A falta de internet no campo faz com que o produtor rural perca tempo e dinheiro. Dados do Instituto Brasileiro de Geografia e Estatística (IBGE) mostram que o número de pessoas que diz não ter acesso à rede na cidade é de apenas 1%, enquanto que no campo é de quase 21%. 

Para o diretor do Sindicato Nacional das Empresas de Telefonia e de Serviços Móvel Celular e Pessoal (SindiTelebrasil), Sérgio Kern, um dos entrevistados do programa Direto ao Ponto  deste sábado, 17, a conectividade é algo fundamental para a produção rural, que pode aumentar o índice de inovação e aumentar a produtividade. “Há necessidade de um entendimento de que as políticas públicas devem priorizar essa conectividade no campo”, ressalta. 

De acordo com ele, não é possível fazer ofertas de serviços sem ter a possibilidade de entregar o sinal de internet no interior do país. “O Brasil é um país extremamente peculiar porque tem um território imenso, e as soluções que se têm com sucesso em países desenvolvidos são países que contam com um território bem menor”, explica.

Durante o programa, Sérgio disse que leilõesde internet 5G estão muito próximos de ser em realizados e que há expectativa de mudança para editais que privilegiem a cobertura do sinal. “Além de se utilizar satélite, que é uma opção, tem a disponibilidade de se expandir a rede de serviço móvel para esse atendimento”.

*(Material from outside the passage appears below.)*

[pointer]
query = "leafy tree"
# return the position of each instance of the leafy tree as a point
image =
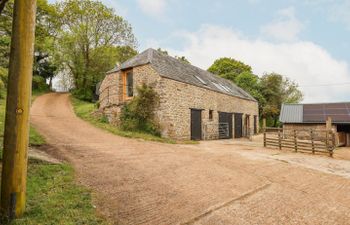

Sobre o tipo de aplicação que vai ser usada no campo, ele afirma que existem diversas tecnologias, como 2G, 3G, 4G e o 5G. “O 5G vai possibilitar um uso intensivo de dados, mas na situação atual, as operadoras não têm possibilidade de sustentar essa oferta. Os tributos associados ao serviço de telecomunicações são extremamente altos”, contrapõe.

Já o representante da Associação Brasileira das Empresas de Tecnologia da Informação e Comunicação, Daniel Stivelberg, esclarece que do ponto de vista da infraestrutura de conectividade para o produtor rural, é fundamental que se modernize a lei geral de telecomunicações. “A gente precisa modernizar o marco legal das telecomunicações, com a reorientação dos fundos de universalização de Telecom, para que se destine parcelas desses recursos pra isso”, diz.

Segundo ele, é preciso legislações municipais relacionadas à autorização de antenas para depois serem uniformizadas por uma lei federal. Daniel lembrou ainda que existe um projeto de lei tramitando no Senado sobre escolas conectadas. “Essa é uma das razões pelas quais a banda larga é importante, a gente quer que as escolas estejam conectadas, hospitais conectados no campo, uma série de benefícios que vão beneficiar as pessoas que estão no interior”, ressalta.